During 2019 funding from Northern Powergrid and Northern Gas Networks, enabled Groundwork NEWY to develop a training course aimed at helping front line workers identify, and offer advice on, fuel poverty. The course, which is accredited by BPEC, now trains up to 50 front line workers a month and has had overwhelmingly positive feedback.
Fuel poverty disproportionately affects homes and communities in the north of England. This is especially the case in post-industrial cities where the majority of the housing stock is old and poorly insulated.
The severity of the negative outcomes related to fuel poverty is not widely recognised; for example, 15,030 people are estimated to have died as result of cold housing in the winter of 2018-2019. The fact that this figure seems so shocking is linked to the fact that so few people recognise the scale or depth of the problem.
Aims and Objectives
Train front line workers to:
- Recognise the scale, severity, and signs of fuel poverty
- To be able to offer basic advice
- To know where to refer for more in-depth help
Design and delivery
The course was developed by Groundwork NEWY in conjunction with BPEC over the course of the first half of 2019. It is delivered over one day and currently takes place at the Groundwork NEWY office in Morley, Leeds.

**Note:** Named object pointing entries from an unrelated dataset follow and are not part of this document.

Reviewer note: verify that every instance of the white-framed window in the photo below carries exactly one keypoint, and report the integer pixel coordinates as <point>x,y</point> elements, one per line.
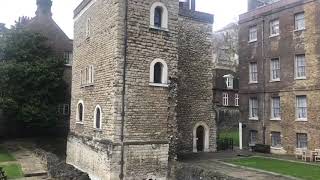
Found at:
<point>253,134</point>
<point>236,99</point>
<point>68,57</point>
<point>80,112</point>
<point>275,69</point>
<point>158,73</point>
<point>253,34</point>
<point>253,108</point>
<point>253,72</point>
<point>274,27</point>
<point>275,108</point>
<point>88,27</point>
<point>276,140</point>
<point>299,21</point>
<point>301,108</point>
<point>98,117</point>
<point>300,66</point>
<point>225,99</point>
<point>159,16</point>
<point>229,81</point>
<point>302,140</point>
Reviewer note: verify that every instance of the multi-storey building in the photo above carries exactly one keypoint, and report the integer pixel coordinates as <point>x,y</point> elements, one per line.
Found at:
<point>279,55</point>
<point>225,72</point>
<point>141,87</point>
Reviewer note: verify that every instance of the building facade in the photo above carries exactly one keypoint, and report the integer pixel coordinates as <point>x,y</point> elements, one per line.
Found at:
<point>226,79</point>
<point>141,87</point>
<point>279,71</point>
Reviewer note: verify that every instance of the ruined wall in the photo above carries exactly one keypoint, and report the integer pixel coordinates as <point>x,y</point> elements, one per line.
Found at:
<point>285,46</point>
<point>195,83</point>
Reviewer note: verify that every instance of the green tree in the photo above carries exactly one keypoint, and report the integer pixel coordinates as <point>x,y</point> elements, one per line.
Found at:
<point>31,82</point>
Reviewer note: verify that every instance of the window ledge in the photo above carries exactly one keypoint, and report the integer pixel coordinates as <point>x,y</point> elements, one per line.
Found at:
<point>275,80</point>
<point>301,120</point>
<point>274,35</point>
<point>158,28</point>
<point>158,85</point>
<point>275,119</point>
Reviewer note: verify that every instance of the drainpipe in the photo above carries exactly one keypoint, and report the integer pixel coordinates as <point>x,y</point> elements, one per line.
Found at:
<point>121,176</point>
<point>264,84</point>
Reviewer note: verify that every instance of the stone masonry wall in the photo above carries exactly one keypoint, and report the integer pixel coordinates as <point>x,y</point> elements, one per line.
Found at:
<point>195,92</point>
<point>285,46</point>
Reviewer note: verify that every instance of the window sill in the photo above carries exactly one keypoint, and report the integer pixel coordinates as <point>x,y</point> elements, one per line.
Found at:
<point>274,35</point>
<point>158,28</point>
<point>275,119</point>
<point>301,120</point>
<point>252,41</point>
<point>158,85</point>
<point>274,80</point>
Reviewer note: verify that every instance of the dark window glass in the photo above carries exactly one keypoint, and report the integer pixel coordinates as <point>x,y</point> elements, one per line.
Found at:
<point>158,73</point>
<point>80,112</point>
<point>157,16</point>
<point>98,118</point>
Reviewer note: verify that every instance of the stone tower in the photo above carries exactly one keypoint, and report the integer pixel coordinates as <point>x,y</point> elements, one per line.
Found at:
<point>124,86</point>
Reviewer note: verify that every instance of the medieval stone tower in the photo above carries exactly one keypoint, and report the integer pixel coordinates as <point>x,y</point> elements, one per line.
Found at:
<point>128,116</point>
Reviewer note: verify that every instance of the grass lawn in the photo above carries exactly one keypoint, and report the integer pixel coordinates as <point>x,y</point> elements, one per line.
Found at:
<point>12,170</point>
<point>5,155</point>
<point>299,170</point>
<point>234,134</point>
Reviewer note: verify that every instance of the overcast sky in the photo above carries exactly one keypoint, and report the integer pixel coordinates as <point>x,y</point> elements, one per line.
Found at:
<point>225,11</point>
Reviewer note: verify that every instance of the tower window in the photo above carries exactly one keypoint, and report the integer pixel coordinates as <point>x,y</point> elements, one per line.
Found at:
<point>158,17</point>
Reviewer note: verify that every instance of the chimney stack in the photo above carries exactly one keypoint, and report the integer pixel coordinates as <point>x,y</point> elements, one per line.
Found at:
<point>44,8</point>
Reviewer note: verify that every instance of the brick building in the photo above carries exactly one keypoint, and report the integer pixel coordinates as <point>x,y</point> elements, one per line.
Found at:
<point>225,72</point>
<point>141,87</point>
<point>279,71</point>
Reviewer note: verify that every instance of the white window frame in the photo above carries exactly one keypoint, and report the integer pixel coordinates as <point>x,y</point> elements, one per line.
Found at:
<point>225,99</point>
<point>95,116</point>
<point>77,112</point>
<point>300,108</point>
<point>229,81</point>
<point>275,68</point>
<point>273,117</point>
<point>253,73</point>
<point>299,18</point>
<point>253,34</point>
<point>274,28</point>
<point>236,99</point>
<point>296,67</point>
<point>164,74</point>
<point>253,101</point>
<point>164,17</point>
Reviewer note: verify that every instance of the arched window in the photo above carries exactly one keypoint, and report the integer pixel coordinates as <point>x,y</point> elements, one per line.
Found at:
<point>98,117</point>
<point>159,16</point>
<point>80,112</point>
<point>158,73</point>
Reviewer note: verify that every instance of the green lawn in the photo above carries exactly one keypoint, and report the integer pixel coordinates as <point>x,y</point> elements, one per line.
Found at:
<point>295,169</point>
<point>5,155</point>
<point>234,134</point>
<point>12,170</point>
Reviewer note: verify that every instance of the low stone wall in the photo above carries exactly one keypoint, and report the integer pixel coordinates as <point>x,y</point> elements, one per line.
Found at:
<point>183,171</point>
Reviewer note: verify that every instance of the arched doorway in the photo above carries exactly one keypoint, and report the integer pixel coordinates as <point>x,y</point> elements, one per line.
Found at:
<point>200,139</point>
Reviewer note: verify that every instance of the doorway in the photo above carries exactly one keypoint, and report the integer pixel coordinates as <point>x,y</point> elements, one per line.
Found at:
<point>200,139</point>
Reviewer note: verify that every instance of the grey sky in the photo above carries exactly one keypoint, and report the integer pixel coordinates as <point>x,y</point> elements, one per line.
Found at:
<point>225,11</point>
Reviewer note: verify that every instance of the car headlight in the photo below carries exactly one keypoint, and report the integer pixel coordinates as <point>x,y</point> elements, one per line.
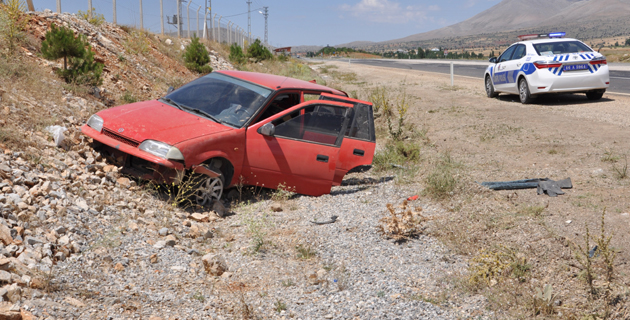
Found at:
<point>95,122</point>
<point>161,150</point>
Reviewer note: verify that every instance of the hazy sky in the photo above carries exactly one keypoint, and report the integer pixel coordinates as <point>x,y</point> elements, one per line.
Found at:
<point>298,22</point>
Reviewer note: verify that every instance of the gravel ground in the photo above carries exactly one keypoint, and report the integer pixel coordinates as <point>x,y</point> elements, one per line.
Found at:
<point>354,273</point>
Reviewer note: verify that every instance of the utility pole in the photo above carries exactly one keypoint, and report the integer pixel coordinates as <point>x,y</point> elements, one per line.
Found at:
<point>141,22</point>
<point>249,18</point>
<point>161,17</point>
<point>188,16</point>
<point>266,14</point>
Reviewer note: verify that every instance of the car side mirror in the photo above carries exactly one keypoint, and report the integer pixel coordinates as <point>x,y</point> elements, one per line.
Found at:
<point>267,129</point>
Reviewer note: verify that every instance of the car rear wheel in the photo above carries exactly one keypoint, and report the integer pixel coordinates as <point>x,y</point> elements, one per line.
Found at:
<point>595,95</point>
<point>523,91</point>
<point>209,189</point>
<point>490,88</point>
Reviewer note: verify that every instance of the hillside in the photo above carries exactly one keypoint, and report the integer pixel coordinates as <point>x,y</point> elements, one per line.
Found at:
<point>584,19</point>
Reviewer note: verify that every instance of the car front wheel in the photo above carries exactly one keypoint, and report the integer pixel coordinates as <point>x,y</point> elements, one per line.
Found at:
<point>595,95</point>
<point>209,189</point>
<point>523,91</point>
<point>490,88</point>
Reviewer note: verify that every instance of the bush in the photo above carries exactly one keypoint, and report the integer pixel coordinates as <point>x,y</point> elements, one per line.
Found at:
<point>236,54</point>
<point>258,52</point>
<point>61,43</point>
<point>12,22</point>
<point>196,57</point>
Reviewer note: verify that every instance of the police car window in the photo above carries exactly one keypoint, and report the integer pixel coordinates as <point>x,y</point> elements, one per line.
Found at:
<point>561,47</point>
<point>507,54</point>
<point>519,52</point>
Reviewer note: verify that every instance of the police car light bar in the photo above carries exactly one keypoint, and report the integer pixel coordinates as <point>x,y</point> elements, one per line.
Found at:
<point>538,36</point>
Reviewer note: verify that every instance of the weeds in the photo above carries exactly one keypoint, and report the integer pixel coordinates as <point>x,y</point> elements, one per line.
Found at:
<point>305,252</point>
<point>442,180</point>
<point>401,225</point>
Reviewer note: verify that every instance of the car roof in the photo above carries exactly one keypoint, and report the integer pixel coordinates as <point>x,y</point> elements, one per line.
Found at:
<point>279,82</point>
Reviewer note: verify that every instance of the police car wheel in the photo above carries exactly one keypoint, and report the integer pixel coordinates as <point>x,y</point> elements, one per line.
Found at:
<point>523,91</point>
<point>594,95</point>
<point>490,88</point>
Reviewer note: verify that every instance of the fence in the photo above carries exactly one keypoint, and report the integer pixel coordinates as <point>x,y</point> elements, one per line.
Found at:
<point>190,19</point>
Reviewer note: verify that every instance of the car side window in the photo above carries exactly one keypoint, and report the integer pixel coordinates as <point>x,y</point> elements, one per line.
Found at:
<point>519,52</point>
<point>507,54</point>
<point>318,124</point>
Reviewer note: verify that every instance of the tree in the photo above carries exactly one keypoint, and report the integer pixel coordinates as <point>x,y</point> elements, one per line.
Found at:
<point>61,43</point>
<point>196,57</point>
<point>76,53</point>
<point>258,52</point>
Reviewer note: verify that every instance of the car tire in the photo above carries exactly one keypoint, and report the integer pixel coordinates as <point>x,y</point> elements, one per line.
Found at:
<point>595,95</point>
<point>523,91</point>
<point>490,88</point>
<point>209,189</point>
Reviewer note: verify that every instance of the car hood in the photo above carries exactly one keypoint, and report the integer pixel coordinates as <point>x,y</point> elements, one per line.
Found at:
<point>157,121</point>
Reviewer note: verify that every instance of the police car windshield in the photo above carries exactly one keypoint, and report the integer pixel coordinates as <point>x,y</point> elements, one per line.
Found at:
<point>560,47</point>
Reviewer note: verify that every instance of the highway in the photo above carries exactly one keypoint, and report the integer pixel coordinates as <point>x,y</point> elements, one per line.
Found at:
<point>619,72</point>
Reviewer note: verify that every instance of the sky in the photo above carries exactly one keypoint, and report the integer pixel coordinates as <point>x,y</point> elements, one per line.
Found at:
<point>297,22</point>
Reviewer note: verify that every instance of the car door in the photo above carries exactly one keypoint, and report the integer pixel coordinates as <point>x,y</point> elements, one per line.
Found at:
<point>500,76</point>
<point>513,67</point>
<point>298,148</point>
<point>357,149</point>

The day is structured into four sessions, with the first two being focussed on teaching, the third an extended case study, and the fourth a short multiple-choice exam. Candidates who successfully complete the exam receive a certificate via post over the following two weeks
Subjects covered in the course are:
- Definitions of fuel poverty
- Influencing factors
- Impact on health and wellbeing
- Heat loss around the home
- Damp, condensation and mould
- Energy-efficient behaviour
- Dealing with energy suppliers and billing
- Identifying fuel poverty
- Methods for tackling fuel poverty and cold homes
- Warm Homes Discount
- Priority Service Register
The course participants come from a range of front line disciplines, including: housing officers, social workers, support workers, and debt advisors.